On Sun, Mar 17, 2024 at 2:53 AM Thomas Munro <thomas.munro@gmail.com> wrote:
>
> On Tue, Mar 12, 2024 at 10:03 AM Melanie Plageman
> <melanieplageman@gmail.com> wrote:
> > I've rebased the attached v10 over top of the changes to
> > lazy_scan_heap() Heikki just committed and over the v6 streaming read
> > patch set. I started testing them and see that you are right, we no
> > longer pin too many buffers. However, the uncached example below is
> > now slower with streaming read than on master -- it looks to be
> > because it is doing twice as many WAL writes and syncs. I'm still
> > investigating why that is.
--snip--
> 4. For learning/exploration only, I rebased my experimental vectored
> FlushBuffers() patch, which teaches the checkpointer to write relation
> data out using smgrwritev(). The checkpointer explicitly sorts
> blocks, but I think ring buffers should naturally often contain
> consecutive blocks in ring order. Highly experimental POC code pushed
> to a public branch[2], but I am not proposing anything here, just
> trying to understand things. The nicest looking system call trace was
> with BUFFER_USAGE_LIMIT set to 512kB, so it could do its writes, reads
> and WAL writes 128kB at a time:
>
> pwrite(32,...,131072,0xfc6000) = 131072 (0x20000)
> fdatasync(32) = 0 (0x0)
> pwrite(27,...,131072,0x6c0000) = 131072 (0x20000)

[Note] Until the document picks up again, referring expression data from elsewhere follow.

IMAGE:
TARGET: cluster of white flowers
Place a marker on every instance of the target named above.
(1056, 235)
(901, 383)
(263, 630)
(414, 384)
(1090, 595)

> pread(27,...,131072,0x73e000) = 131072 (0x20000)
> pwrite(27,...,131072,0x6e0000) = 131072 (0x20000)
> pread(27,...,131072,0x75e000) = 131072 (0x20000)
> pwritev(27,[...],3,0x77e000) = 131072 (0x20000)

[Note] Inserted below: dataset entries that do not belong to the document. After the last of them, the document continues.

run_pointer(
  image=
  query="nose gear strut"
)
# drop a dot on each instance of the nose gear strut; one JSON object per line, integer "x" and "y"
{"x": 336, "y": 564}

> preadv(27,[...],3,0x77e000) = 131072 (0x20000)
>
> That was a fun experiment, but... I recognise that efficient cleaning
> of ring buffers is a Hard Problem requiring more concurrency: it's
> just too late to be flushing that WAL. But we also don't want to
> start writing back data immediately after dirtying pages (cf. OS
> write-behind for big sequential writes in traditional Unixes), because
> we're not allowed to write data out without writing the WAL first and
> we currently need to build up bigger WAL writes to do so efficiently
> (cf. some other systems that can write out fragments of WAL
> concurrently so the latency-vs-throughput trade-off doesn't have to be
> so extreme). So we want to defer writing it, but not too long. We
> need something cleaning our buffers (or at least flushing the
> associated WAL, but preferably also writing the data) not too late and
> not too early, and more in sync with our scan than the WAL writer is.
> What that machinery should look like I don't know (but I believe
> Andres has ideas).
I've attached a WIP v11 streaming vacuum patch set here that is
rebased over master (by Thomas), so that I could add a CF entry for
it. It still has the problem with the extra WAL write and fsync calls
investigated by Thomas above. Thomas has some work in progress doing
streaming write-behind to alleviate the issues with the buffer access
strategy and streaming reads. When he gets a version of that ready to
share, he will start a new "Streaming Vacuum" thread.
- Melanie